Transcatheter Intervention for Treatment of Coronary Stenosis After Unroofing of the Anomalous Left Coronary Artery.

Pediatr Cardiol 2019 Jan 20;40(1):221-225. Epub 2018 Oct 20.

Department of Pediatrics, Division of Cardiology, University of Miami, Miller School of Medicine, Holtz Children's Hospital/Jackson Memorial Hospital, P.O. Box 016960 (R-76), Miami, FL, 33101, USA.

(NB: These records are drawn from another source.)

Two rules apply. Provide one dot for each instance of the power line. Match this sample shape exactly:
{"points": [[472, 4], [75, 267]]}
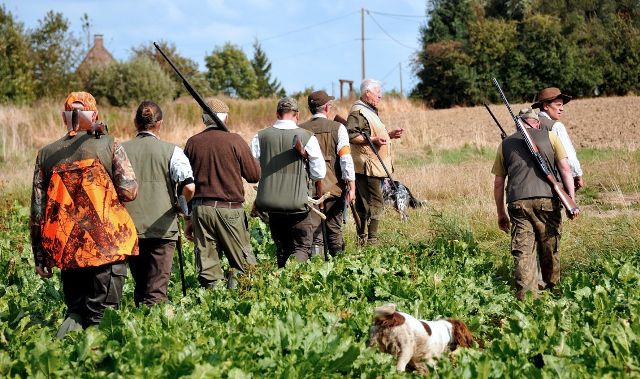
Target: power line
{"points": [[308, 27], [389, 35], [396, 14]]}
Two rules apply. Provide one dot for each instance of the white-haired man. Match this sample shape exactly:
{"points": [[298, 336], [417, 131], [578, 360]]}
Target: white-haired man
{"points": [[363, 118]]}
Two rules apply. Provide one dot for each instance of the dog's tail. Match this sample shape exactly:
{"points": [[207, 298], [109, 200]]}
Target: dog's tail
{"points": [[461, 334]]}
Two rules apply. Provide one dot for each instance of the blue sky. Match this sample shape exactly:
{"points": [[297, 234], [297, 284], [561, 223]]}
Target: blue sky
{"points": [[302, 53]]}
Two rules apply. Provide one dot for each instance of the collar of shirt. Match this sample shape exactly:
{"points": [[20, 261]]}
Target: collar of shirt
{"points": [[285, 124], [146, 133]]}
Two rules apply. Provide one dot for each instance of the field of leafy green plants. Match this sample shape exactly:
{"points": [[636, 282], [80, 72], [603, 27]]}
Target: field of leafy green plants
{"points": [[312, 320]]}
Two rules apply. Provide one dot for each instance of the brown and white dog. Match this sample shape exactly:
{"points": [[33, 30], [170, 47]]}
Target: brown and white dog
{"points": [[414, 341]]}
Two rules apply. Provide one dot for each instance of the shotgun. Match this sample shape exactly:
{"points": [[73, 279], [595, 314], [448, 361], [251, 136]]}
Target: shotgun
{"points": [[196, 96], [569, 204]]}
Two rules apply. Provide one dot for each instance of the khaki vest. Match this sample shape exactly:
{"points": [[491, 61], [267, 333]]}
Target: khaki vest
{"points": [[326, 131], [364, 159], [152, 211], [525, 179], [283, 186]]}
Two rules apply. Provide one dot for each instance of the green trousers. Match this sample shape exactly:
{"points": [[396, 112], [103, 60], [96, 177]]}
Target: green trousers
{"points": [[216, 231], [535, 234]]}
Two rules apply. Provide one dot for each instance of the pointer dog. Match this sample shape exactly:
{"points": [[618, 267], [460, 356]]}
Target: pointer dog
{"points": [[414, 341]]}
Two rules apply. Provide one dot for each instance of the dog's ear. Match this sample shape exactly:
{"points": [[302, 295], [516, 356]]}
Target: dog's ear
{"points": [[461, 334], [385, 310]]}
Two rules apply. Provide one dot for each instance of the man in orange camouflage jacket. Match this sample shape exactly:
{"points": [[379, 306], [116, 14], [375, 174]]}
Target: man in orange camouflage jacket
{"points": [[78, 222]]}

Anomalous origin of left coronary artery (LCA) from the right coronary cusp with an intramural course is usually managed with unroofing of the intramural segment. Available literature demonstrates an uneventful course following surgery in most patients. Coronary stenosis following the unroofing procedure treated with percutaneous coronary intervention has not been described in the past. We describe a case where an 11-year-old girl with anomalous origin of the LCA from the right coronary cusp presented with near syncope. Surgical unroofing of the intramural segment was done without any post-operative complications and the patient remained asymptomatic for 9 months. She then presented with chest pain, abnormal troponin levels, and ST-T wave changes on EKG. A CT angiogram done revealed short segment narrowing of the LCA near its origin. Cardiac catheterization with coronary angiography demonstrated short segment narrowing of the LCA just distal to origin. Stenting of the left main coronary artery was done with a drug eluting stent. She underwent the procedure without complications. The patient continued to be asymptomatic 16 months after placement of the stent and there was no residual stenosis seen on a repeat CT angiogram at 3 months after the procedure.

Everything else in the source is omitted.